Objective: To assess the potential use of plasma microRNAs (miRNAs) in diagnosis of acute venous thromboembolism (VTE).
Methods: Using BGISEQ-500 sequencing technology, we analyzed the miRNA profile of paired plasma samples from the acute and chronic phases of four patients with unprovoked VTE. Using real-time quantitative polymerase chain reaction (RT-qPCR), we verified nine upregulated named miRNAs in the acute phase in the plasma samples of 54 patients with acute VTE and 39 controls. We then compared the relative expression of the 9 candidate miRNAs between the acute VTE and control group, and plotted the receiver operating characteristic (ROC) curves of the differentially expressed miRNAs. We chose the miRNA with the greatest area under curve (AUC) to evaluate the effect of miRNA on coagulation and platelet function in the plasma samples of 5 healthy volunteers.
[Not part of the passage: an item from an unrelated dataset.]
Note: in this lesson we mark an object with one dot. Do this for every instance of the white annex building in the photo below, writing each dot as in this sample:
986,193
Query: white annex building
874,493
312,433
Results: The plasma levels of miR-374b-3p, miR-660-5p, miR-378a-3p, miR-425-5p, miR-3613-5p, miR-130b-3p, miR-183-5p, and miR-103b were higher in patients with acute VTE than in the controls, with AUCs of 0.6776, 0.6614, 0.6648, 0.6885, 0.8048, 0.6871, 0.7298, and 0.7498, respectively, and P values of 0.0036, 0.0081, 0.0069, 0.0020,<0.0001, 0.0022, 0.0002, and < 0.0001, respectively. There were no significant differences in miR-193b-5p level between the acute VTE group and the control group. Fibrinogen (Fib), thrombin- antithrombin complex (TAT), tissue plasminogen activator-inhibitor complex (t-PAIC), and TAT/plasmin-α2-plasmin inhibitor complex (PIC) were decreased in the miR-3613-5p group when compared with the control group (P < 0.05) and the mean platelet aggregation rate was increased in the miR-3613 group (P < 0.05).
Conclusion: miRNAs can be potential biomarkers for diagnosing acute VTE, and miR-3613-5p may be involved in the formation, coagulation, and platelet functions in acute VTE.
Keywords: Acute venous thromboembolism; biomarker; diagnosis; miRNAs.